The price of emotions in Zombieland


Image © Sony Pictures

One assumes that with the quest to survive in a world with brain-eating zombies, there comes a level of preparation that is needed. Skills like cardio, good aim, perceptiveness and a level head are logical assumptions of survival tools. One would not think that the ability to express your emotions would be needed in this particular situation. However, as those who lived in the Zombieland soon found out for the second time, you do. Rule number 52: never be afraid to ask for help.

In this horrifying apocalypse of gruesome zombie killings, Zombieland: Double Tap followed the sequence of ultimately producing a feel-good movie. Don’t be mistaken, it is ugly out there. The kills are realistic for zombies and no blood splatters are spared, but there is humor, and then there are connections.

This contrast between horror and comedy isn’t a new concept. Movies like Scary Movie have produced comical depictions of stupid horror.
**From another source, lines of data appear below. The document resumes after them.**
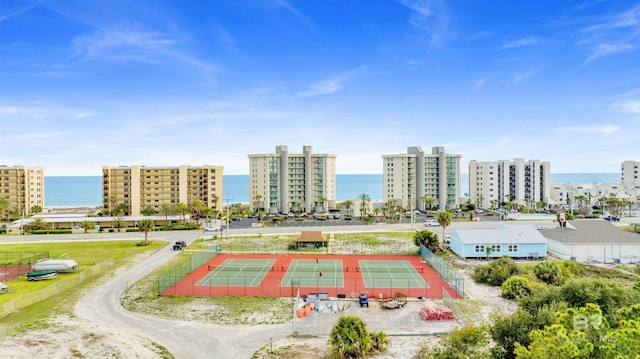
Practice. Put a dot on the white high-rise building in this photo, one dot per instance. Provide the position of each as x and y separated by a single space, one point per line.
629 173
284 182
139 187
520 181
419 180
23 187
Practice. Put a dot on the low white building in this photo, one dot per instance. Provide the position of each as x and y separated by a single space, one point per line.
593 240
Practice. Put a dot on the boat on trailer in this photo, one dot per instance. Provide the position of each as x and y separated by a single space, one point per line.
41 275
59 265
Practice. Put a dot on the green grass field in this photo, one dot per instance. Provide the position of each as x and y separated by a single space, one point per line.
123 252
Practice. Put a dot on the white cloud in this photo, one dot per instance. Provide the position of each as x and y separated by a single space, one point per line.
7 110
325 87
480 83
632 107
520 43
130 43
517 77
429 16
602 50
605 129
613 34
333 84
In most of these cases, the humor comes from making fun of the horror. In Zombieland: Double Tap, however, the film introduces the audience to the fear of being hunted, all while sarcastically attempting to not only survive, but live. Through this attempt, relationships are needed. This combination of fear, blood, quality jokes and a storyline that could actually pass for a respectable film is a rare form. Rule number 32: enjoy the little things. 
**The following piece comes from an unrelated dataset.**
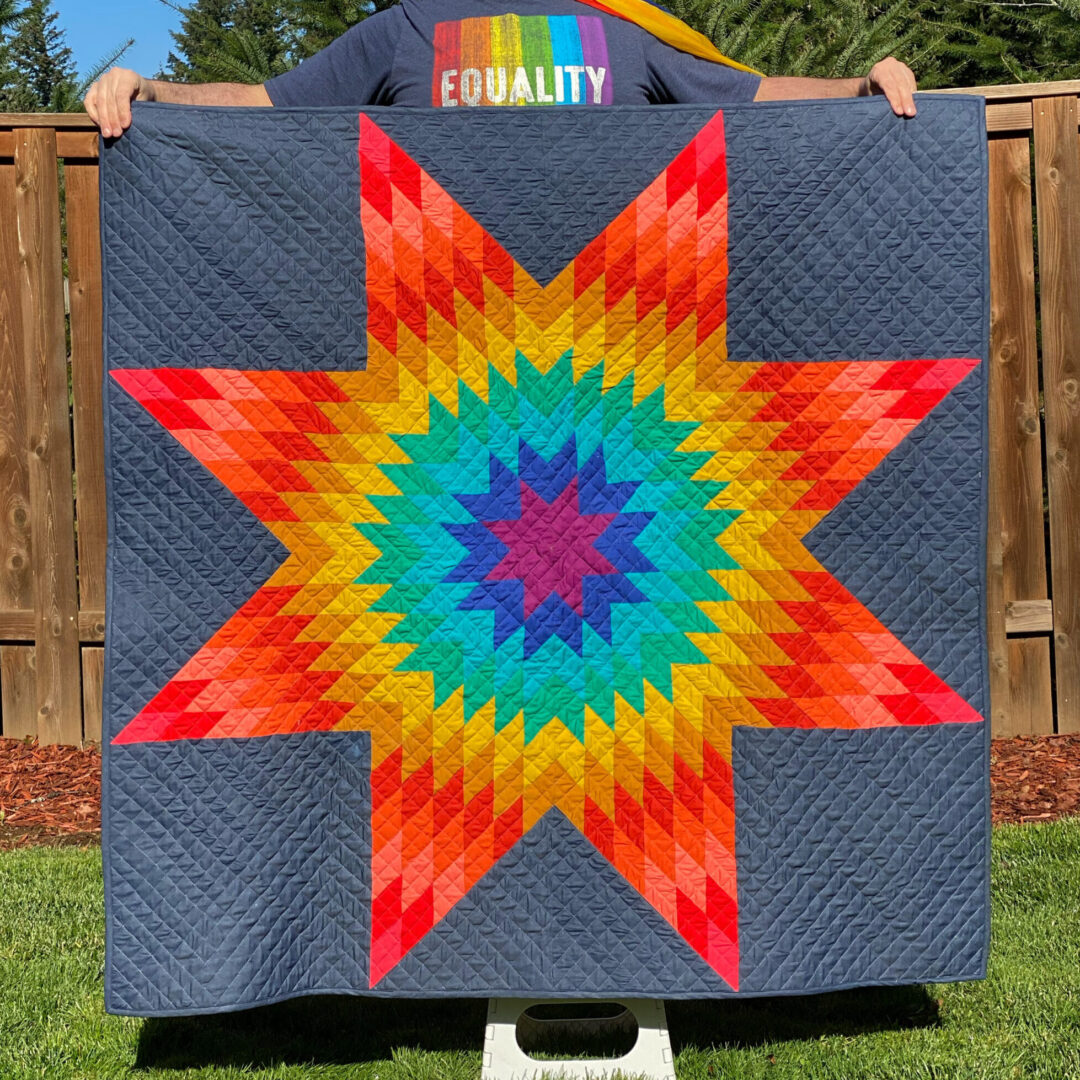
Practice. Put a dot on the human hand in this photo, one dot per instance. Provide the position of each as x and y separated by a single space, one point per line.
109 100
896 81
Zombieland: Double Tap, much like Zombieland, has something for everyone. A stellar cast, horrific graphics in the best way, unexpected laugh-out-loud humor and awkward, heartfelt moments are what make the sequel in line with the audience’s first glimpse of Zombieland, if not better.  

Although it is good to be prepared and fend for oneself, it is much more rewarding to conquer the damn world together. Just like last time, the cast figured out that they simply can’t do it all by themselves, and that is all the fun of watching. Rule number five: no attachments, but rules are made to be broken.